Rowlf looked down. "Hey, it's Rizzo," he said.

"Oh, Rizzo!" Gonzo said. He ran over to the little rat. "Have you seen Camilla?"

"'Fraid not," Rizzo replied.

Rizzo was joined by, as you can probably guess from the previous chapter, Pepe.

"You are looking for chicken, okay?" Pepe asked.

"Yes, have you seen her?" Gonzo said.

Pepe shook his head sadly. "It's not nice, okay," he warned. "She saw this bucket of KFC, okay, and…"

"And…?"

"She kicked the bucket!"

Gonzo took this joke very literally and fainted on the spot. Luckily, Rowlf caught him.

"Haha!" Rizzo laughed. "Nice one, P!"

He hi-fived Pepe.

"Well, I try, okay?"

Rowlf sighed. "Is there a reason you're here, or do you just want to freak people out with your cruel jokes?"

"Chill out, okay?" Pepe said.

"Yeah," Rizzo said. "We need your help; you haven't seen Robin, have you?"

"Robin?" Rowlf said. "No, why?"

"Well the thing is…we were supposed to be looking after him and…he sort of…ran away."

"With Scooter," Pepe added nodding.

"Well then if you lost him, maybe Scooter's better at looking after him than you are," Dr Teeth said.

"Too right," said Gonzo coming around at last. "Hey, can you guys hear something?"

All five Muppets strained their ears (even though half of them didn't have ears). In the distance they could make out a noise.
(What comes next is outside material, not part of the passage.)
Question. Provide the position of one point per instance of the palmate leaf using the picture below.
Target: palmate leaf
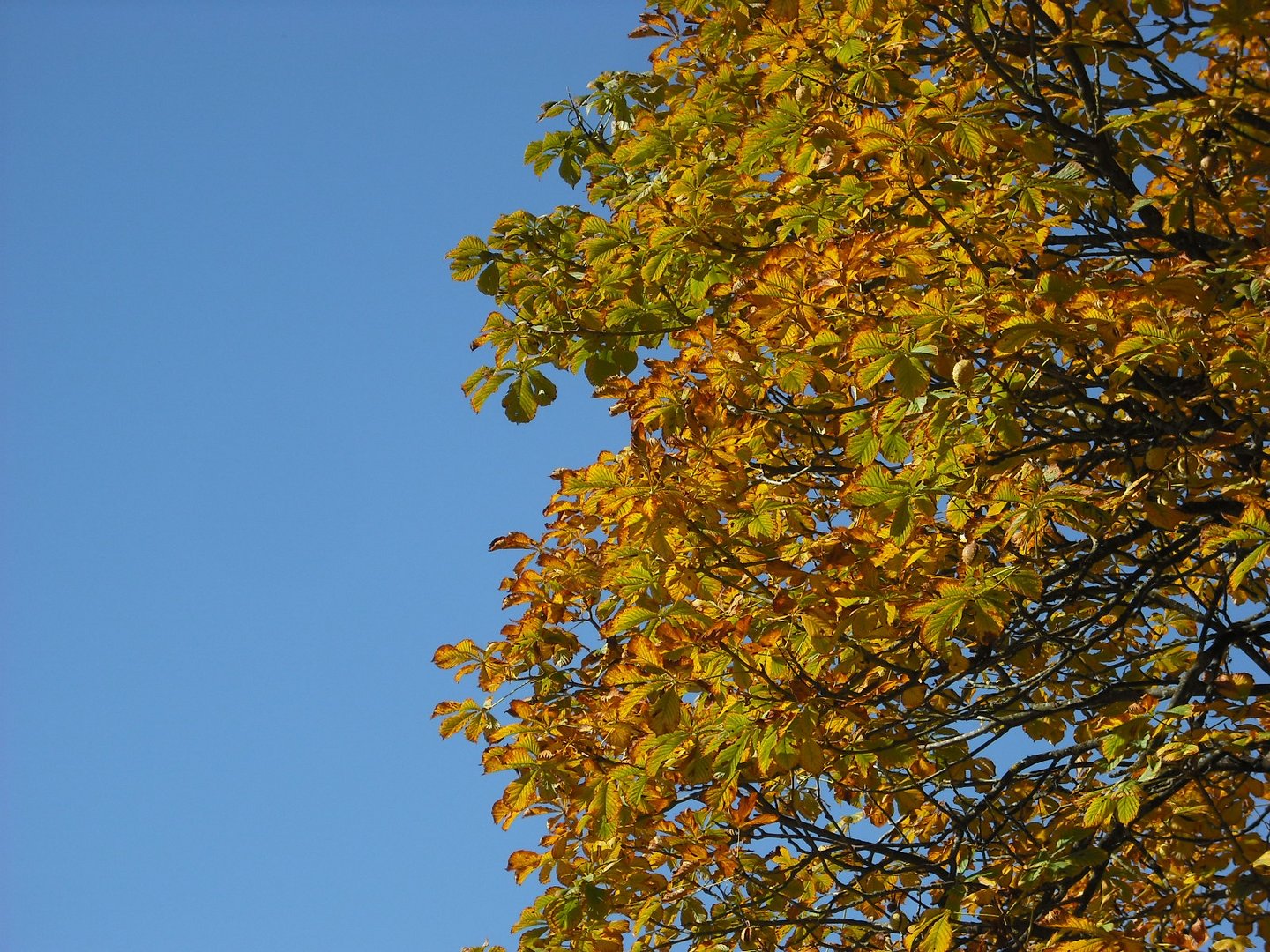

"Is that…singing?" Rowlf said.

"Cool! I want to join in!" Gonzo declared throwing back his head and belting out some croaky off-key music.

The others clamped their hands over their ears in pain.

"Where's it coming from?" Rizzo asked.

"I don't know," Dr Teeth said. "Why don't we just ask the writer?"

"What?" Pepe asked.

"Hey writer!"

You talking to me? (This is me talking BTW, Lil' Fizz!)

"Yeah, tell us what that singing is all about!"

I can't.

"Why not?"

Because spoilers! Sorry mate but it'll spoil the story for the rest of the readers. Why don't you go and find out for yourself?

"No way! What if it's dangerous?"

Well I'm the writer; I'm going to make you!

So Dr Teeth and co. went to find out who it was that was singing. And it was lucky that they did because they soon found out that it was Kermit and the rest singing for some unknown reason.

"Robin!" Rizzo said spotting him and running over. "We're sorry, aren't we Pepe?" He nudged Pepe and Pepe nodded.

"Do you forgive us?"

The little frog was sitting atop his uncle's shoulders. He sighed. "I guess," he said. "But, if it's alright, I'd like to stay here, with Uncle Kermit."

Meanwhile, Gonzo had spotted something red and suspicious-looking on the ground. He picked it up.

"Hey guys!" he called to the rest turning around and showing them his find. "Look what I've found! A big, red button! I wonder what it does…"

Cliff-hanger! Again! Wow, I just love these things don't I? Well tough, it fits the mood of the story also I have a couple of things I need to explain that were obvious to me but might not have been obvious to you guys. Firstly, the whole 'kicked the bucket' thing was a joke, I haven't killed Camilla but Gonzo thinks I have. And also, that weird fourth wall breaking bit, the bold was meant to be me talking just so you know.